I just got a new Dell Inspiron 1520 laptop today that is equipped with Windows Vista Home Premium. I have been going around setting up and exploring different things and one thing that I find that is difficult to find is a good, free compatible c++ compiler. I have searchd all over the place with different keywords (I downloaded one but I don't think it was even a compier), but I haven't found a single good free one. Does anybody have one that they use or that they have found that is free? Thanks.

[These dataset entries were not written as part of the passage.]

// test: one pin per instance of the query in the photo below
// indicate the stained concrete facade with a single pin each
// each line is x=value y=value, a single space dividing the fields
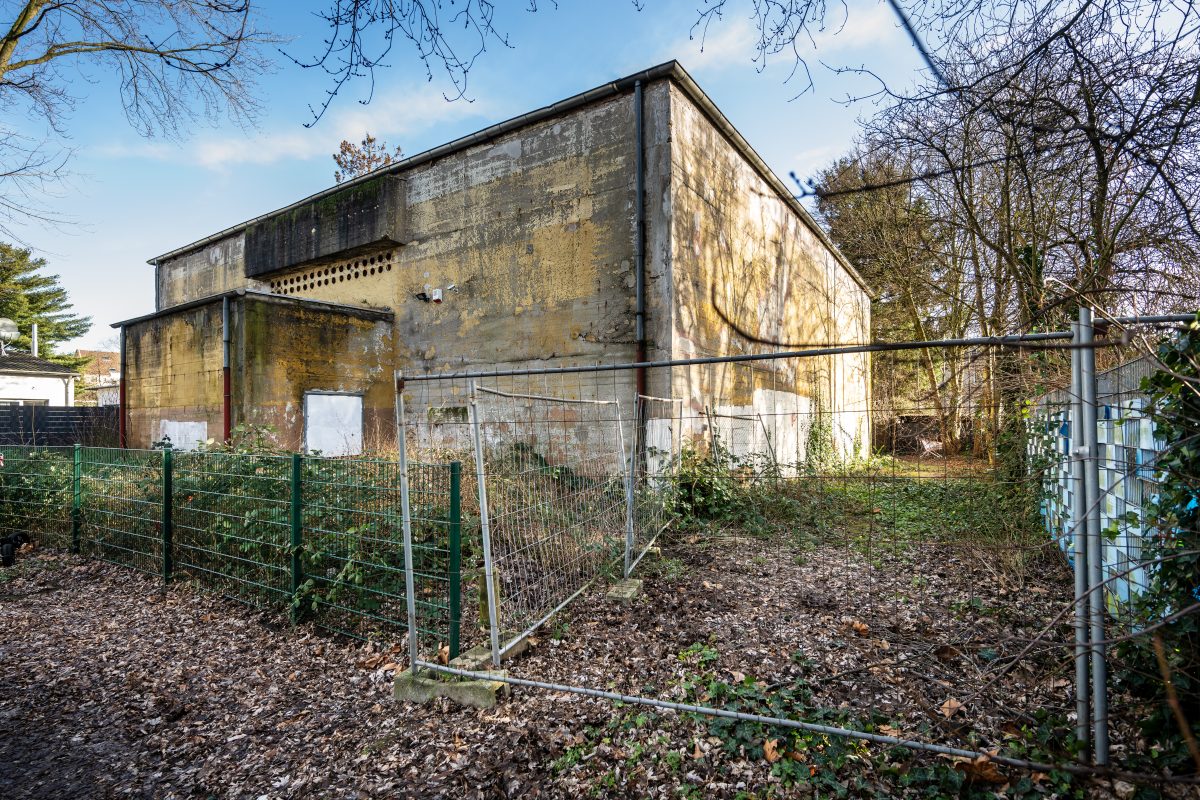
x=519 y=246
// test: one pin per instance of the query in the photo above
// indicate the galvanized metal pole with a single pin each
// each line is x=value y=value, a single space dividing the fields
x=485 y=528
x=295 y=518
x=1079 y=546
x=406 y=523
x=628 y=462
x=76 y=498
x=455 y=570
x=1095 y=542
x=167 y=507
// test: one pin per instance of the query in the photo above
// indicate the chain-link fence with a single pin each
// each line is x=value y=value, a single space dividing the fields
x=881 y=569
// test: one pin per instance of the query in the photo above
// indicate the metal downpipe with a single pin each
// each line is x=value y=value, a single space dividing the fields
x=123 y=407
x=226 y=378
x=1095 y=542
x=1079 y=545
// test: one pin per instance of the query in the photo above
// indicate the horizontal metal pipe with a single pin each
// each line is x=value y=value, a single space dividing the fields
x=845 y=349
x=1156 y=319
x=831 y=731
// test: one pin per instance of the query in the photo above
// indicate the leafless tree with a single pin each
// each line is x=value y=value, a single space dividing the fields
x=354 y=160
x=177 y=60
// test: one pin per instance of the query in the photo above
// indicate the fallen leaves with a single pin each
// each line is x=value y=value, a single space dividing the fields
x=951 y=707
x=981 y=769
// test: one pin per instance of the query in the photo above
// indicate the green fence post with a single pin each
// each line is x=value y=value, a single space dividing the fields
x=167 y=507
x=455 y=554
x=297 y=518
x=76 y=498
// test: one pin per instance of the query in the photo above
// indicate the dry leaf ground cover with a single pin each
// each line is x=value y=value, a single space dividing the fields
x=117 y=687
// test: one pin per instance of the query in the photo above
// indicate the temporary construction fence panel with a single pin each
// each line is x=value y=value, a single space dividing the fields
x=317 y=535
x=1126 y=451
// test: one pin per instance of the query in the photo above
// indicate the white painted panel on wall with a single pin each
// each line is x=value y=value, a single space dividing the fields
x=184 y=434
x=333 y=423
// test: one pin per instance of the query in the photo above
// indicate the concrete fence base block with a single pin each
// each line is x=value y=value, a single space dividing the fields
x=625 y=591
x=474 y=693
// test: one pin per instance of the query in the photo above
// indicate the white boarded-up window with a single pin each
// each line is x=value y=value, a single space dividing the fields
x=333 y=423
x=184 y=434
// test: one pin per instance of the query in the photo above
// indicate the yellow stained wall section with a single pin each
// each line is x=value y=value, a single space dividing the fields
x=285 y=350
x=535 y=232
x=173 y=372
x=739 y=252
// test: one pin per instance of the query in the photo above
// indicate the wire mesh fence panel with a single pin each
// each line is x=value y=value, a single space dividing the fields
x=120 y=506
x=556 y=497
x=232 y=519
x=354 y=549
x=655 y=469
x=36 y=493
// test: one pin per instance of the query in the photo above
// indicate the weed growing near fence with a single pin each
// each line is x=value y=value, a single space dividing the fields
x=851 y=768
x=867 y=504
x=1159 y=665
x=317 y=535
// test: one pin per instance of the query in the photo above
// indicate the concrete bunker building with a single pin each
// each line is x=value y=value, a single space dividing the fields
x=625 y=223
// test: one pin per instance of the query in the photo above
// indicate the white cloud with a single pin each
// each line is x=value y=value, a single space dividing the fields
x=732 y=41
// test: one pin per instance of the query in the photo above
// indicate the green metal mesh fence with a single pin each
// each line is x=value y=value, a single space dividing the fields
x=319 y=536
x=36 y=493
x=231 y=523
x=120 y=506
x=353 y=557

Tell me if you would like more information on my laptop.


----------



## zalery

I had the same problem, looked around, and found one that really works great for me. It's the Dev-C++, however, it's the beta version of one. The regular one didn't work for me. This is what it's called:

Dev-C++ 5.0 beta 9.2 (4.9.9.2) (9.0 MB) with Mingw/GCC 3.4.2

you can find it here, just scroll down a little, should be the first one under downloads, hope that helps

http://www.bloodshed.net/dev/devcpp.html


----------



## kavirane22

I'am also facing same prob.
I need right c++ compiler that runs on vista basic.
Have u got the solution for the prob,plz let me know.
Thanks


----------



## jamiemac2005

Zalery is right, use the GCC compiler... Easiest way is by downloading Dev-C++.

I've always used Dev-C++ on Vista and have never had problems.


----------



## atomicusa

Code::Block is also a very nice one to use on Vista. Plus it provides documentation to handle some bugs that you can encounter when programming under vista (in the wiki part of its website.) 

I used DevC++ for soooo long on XP but unfortunately it's not optimal for Vista. At least, I think so.


----------



## jamiemac2005

I'll agree with that, i've used code::block and liked it =]


----------